And then sometimes I want to go back to the days when manhood was just a myth. When we used to sell wolf tickets about the girls we had been with to try to conceal the fact that we were still pure. When we used to pay local drug addicts to buy us cheap liquor from the Arab stores and drink until we threw up. When we used to have cap sessions for hours. I talked about his fat bottom lip because he tried to clown me about my wide nostrils. Then he talked about my old shoes so I got on him about his black ass mama. That’s when he started getting serious which meant that I had won.
This was before Sean got shot to death and before he went to San Quentin and even before juvenile hall. This was before H.G. lost his mind and started living on the streets and before his girlfriend had his baby and didn’t let him see his own son. This was before Kamari went to prison for life. Before he violated those women and told us that he didn’t do it but the newspaper down in San Jose said otherwise and so did the jury.
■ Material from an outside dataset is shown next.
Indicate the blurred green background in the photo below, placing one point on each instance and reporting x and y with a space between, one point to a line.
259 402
This was when we all played junior varsity football and we all wanted to play in the NFL and be millionaires and have all the women and pull up to the club in an old school Mustang or a brand new Lamborghini like Latrell Sprewell, C&H, and The Luniz. When we used to get on the bus all musty after practice and see a girl from school and argue over which one of us should go and try to get her number.
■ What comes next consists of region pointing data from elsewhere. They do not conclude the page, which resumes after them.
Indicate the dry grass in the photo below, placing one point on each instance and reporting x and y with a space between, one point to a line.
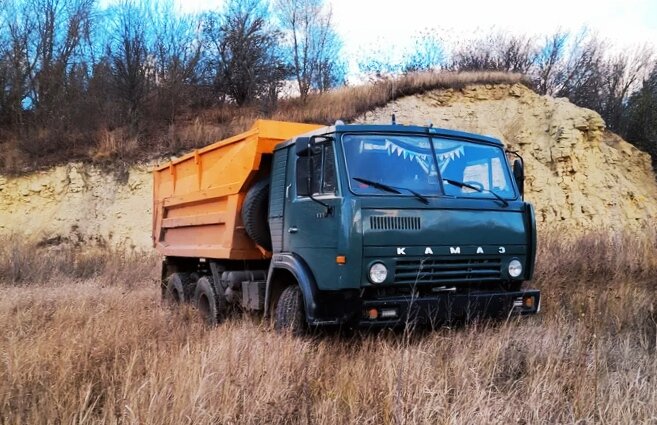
104 350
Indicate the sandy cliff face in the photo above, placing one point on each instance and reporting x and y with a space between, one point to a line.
579 177
80 204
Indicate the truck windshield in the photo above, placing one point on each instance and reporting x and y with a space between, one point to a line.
408 163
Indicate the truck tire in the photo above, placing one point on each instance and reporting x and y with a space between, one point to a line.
211 303
176 291
254 214
290 316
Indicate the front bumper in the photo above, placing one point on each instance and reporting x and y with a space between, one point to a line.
447 307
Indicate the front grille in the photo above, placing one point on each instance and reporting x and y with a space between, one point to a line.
452 271
394 223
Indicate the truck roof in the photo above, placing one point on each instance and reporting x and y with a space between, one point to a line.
396 129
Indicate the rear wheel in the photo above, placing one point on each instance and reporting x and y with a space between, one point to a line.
211 303
176 288
290 315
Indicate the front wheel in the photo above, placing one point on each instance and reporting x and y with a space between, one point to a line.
290 315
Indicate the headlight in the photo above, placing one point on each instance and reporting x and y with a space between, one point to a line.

This was before I lost touch and shut down. Before my daughter was born. Before I got arrested for the first time but was never charged and started having daily fantasies about killing the police officers who harassed me and sneaking out-of-town never to return again and being a ghetto folk hero like Frank Matthews.
These were the days when I used to fall in love everyday with some beautiful girl that I couldn’t have as opposed to this day where I have a beautiful women that I don’t know how to love. When we believed in our future success like we believed in the words of Tupac. When we used to roam the halls of our high schools together acting way harder than we ever were. Before I had to write them letters in prison and before I had to visit them in the cemetery and before they came to my house in unkempt clothes and disheveled hair asking for a dollar, we were all friends.
We all wanted to be men. We all wanted to be somebody.